De benodigde financiën vanuit het NPG worden gebruikt voor de projectorganisatie en het helpen creëren van een fysieke locatie, die nodig zal zijn voor een geïntegreerde uitvoering. Te denken valt aan een locatie waarin de verschillende disciplines, die samenwerken, gevestigd zijn. Dit behoeft niet een volledige bekostiging te zijn. Meerdere financiers zouden hierbij betrokken kunnen worden. Ook kan voor de exploitatie gekeken kunnen worden naar kleine eigen bijdragen.

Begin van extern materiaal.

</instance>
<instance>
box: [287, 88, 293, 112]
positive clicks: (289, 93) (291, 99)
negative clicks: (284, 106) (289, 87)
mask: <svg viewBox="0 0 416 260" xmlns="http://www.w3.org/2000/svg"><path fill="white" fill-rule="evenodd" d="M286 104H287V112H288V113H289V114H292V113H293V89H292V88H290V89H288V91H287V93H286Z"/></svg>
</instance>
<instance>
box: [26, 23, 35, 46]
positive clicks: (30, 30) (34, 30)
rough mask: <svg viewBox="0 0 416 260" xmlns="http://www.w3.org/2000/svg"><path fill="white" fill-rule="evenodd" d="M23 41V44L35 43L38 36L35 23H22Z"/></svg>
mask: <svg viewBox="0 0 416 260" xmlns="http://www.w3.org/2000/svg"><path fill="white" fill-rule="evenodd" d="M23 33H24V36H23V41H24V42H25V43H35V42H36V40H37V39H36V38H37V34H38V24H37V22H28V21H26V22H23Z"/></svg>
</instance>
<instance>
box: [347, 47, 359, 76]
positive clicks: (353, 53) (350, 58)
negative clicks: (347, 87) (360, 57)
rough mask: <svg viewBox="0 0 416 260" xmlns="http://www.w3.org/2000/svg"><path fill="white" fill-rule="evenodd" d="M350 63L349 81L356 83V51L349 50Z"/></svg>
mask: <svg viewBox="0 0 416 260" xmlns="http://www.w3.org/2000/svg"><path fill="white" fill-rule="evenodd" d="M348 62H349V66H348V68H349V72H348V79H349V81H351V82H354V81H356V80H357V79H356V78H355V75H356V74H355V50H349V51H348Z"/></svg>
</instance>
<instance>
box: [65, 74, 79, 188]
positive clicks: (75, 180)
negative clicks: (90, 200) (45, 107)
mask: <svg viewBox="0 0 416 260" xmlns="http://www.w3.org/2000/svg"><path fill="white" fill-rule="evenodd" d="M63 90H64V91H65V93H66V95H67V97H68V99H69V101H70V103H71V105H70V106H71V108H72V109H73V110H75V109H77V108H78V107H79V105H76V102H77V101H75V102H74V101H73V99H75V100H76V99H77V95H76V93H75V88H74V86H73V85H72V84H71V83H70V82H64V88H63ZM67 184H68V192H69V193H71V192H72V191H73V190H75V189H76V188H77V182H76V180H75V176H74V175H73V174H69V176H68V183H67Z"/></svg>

De opzet van de aanpak zou moeten zijn dat ouderen hierbij betrokken worden en ook zelf
medewerking eraan geven. Dus het project moet niet alleen professionals beter laten samenwerken, maar dient ook om de samenhang van mensen in de wijk te bevorderen door samen er voor te zorgen dat iemand, die oud in de wijk wordt, daar ook kan blijven wonen. Het na te streven motto van het project zou moeten zijn dat jonge ouderen hun medewerking geven om er later, wanneer zij oud zijn, zorg voor terug te krijgen. Dus er zal ook in het project energie geïnvesteerd moeten worden om een beweging in gang te zetten om toekomstige ouderen te betrekken bij de zorg voor hun oudere medebewoners.
Het is nu nog maar een voorstel. Om het in te brengen in het Nationaal Programma Groningen zal een verdere uitwerking noodzakelijk zijn.